Merge branch 'develop'
diff --git a/.gitignore b/.gitignore
index edc8287..7c6771b 100644
--- a/.gitignore
+++ b/.gitignore
@@ -1,4 +1,5 @@
data/*.txt
manifest.json
pio.log
+/pio.sbt
target/
diff --git a/README.md b/README.md
index a369500..6f0eb4c 100644
--- a/README.md
+++ b/README.md
@@ -8,6 +8,10 @@
### develop
+### v0.1.2
+
+- update for PredictionIO 0.9.0
+- add sample evaluation
### v0.1.1
diff --git a/build.sbt b/build.sbt
index a54ce50..a7e7858 100644
--- a/build.sbt
+++ b/build.sbt
@@ -7,8 +7,6 @@
organization := "io.prediction"
libraryDependencies ++= Seq(
- "io.prediction" %% "core" % "0.8.6" % "provided",
- "commons-io" % "commons-io" % "2.4",
+ "io.prediction" %% "core" % pioVersion.value % "provided",
"org.apache.spark" %% "spark-core" % "1.2.0" % "provided",
- "org.apache.spark" %% "spark-mllib" % "1.2.0" % "provided",
- "org.json4s" %% "json4s-native" % "3.2.10")

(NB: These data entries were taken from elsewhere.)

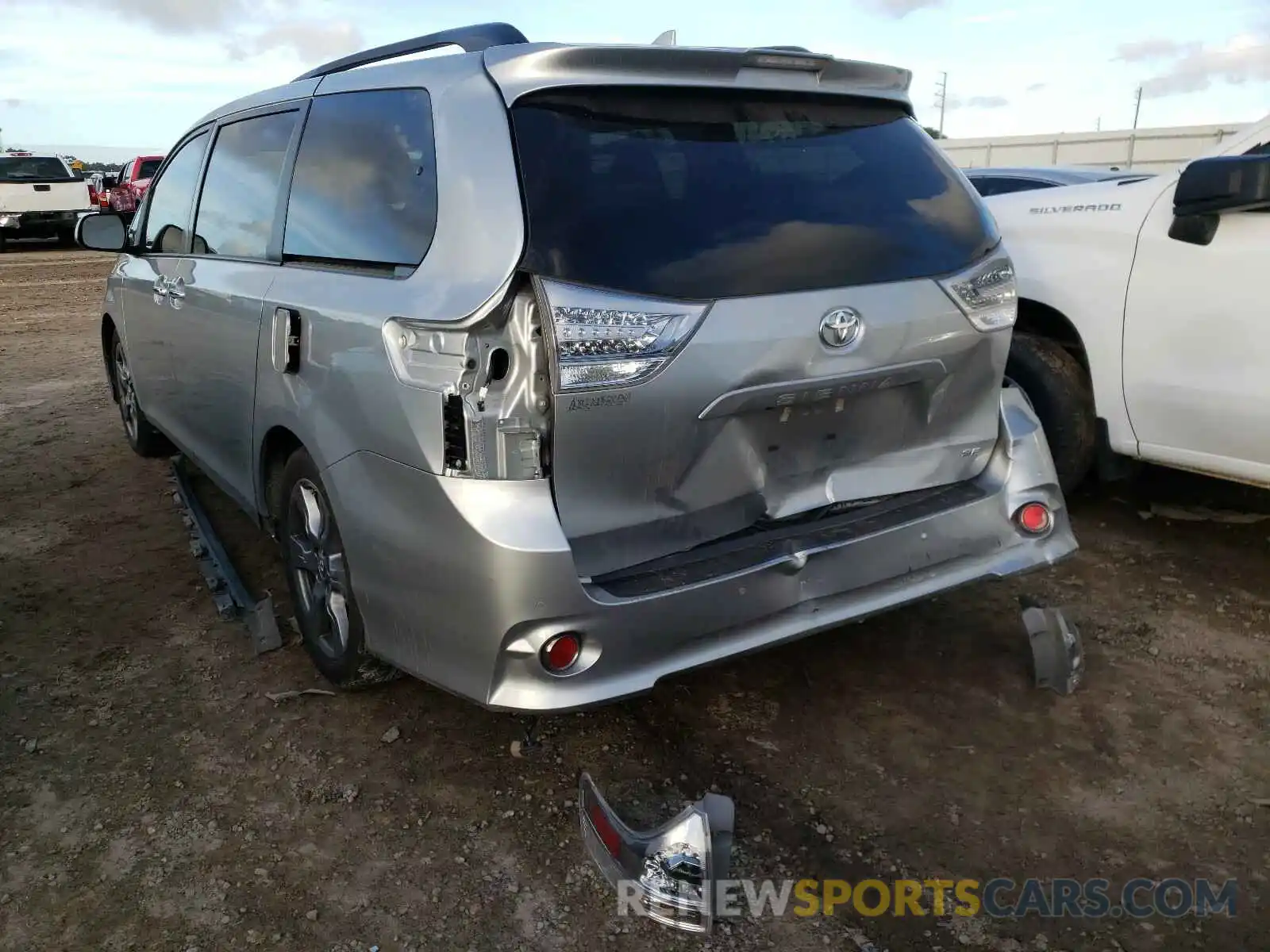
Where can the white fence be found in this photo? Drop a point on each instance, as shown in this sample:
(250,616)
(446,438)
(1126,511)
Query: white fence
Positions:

+ "org.apache.spark" %% "spark-mllib" % "1.2.0" % "provided")
diff --git a/data/import_eventserver.py b/data/import_eventserver.py
index a35235d..7e808e3 100644
--- a/data/import_eventserver.py
+++ b/data/import_eventserver.py
@@ -33,7 +33,7 @@
description="Import sample data for classification engine")
parser.add_argument('--access_key', default='invald_access_key')
parser.add_argument('--url', default="http://localhost:7070")
- parser.add_argument('--file', default="./data/sample_naive_bayes_data.txt")
+ parser.add_argument('--file', default="./data/data.txt")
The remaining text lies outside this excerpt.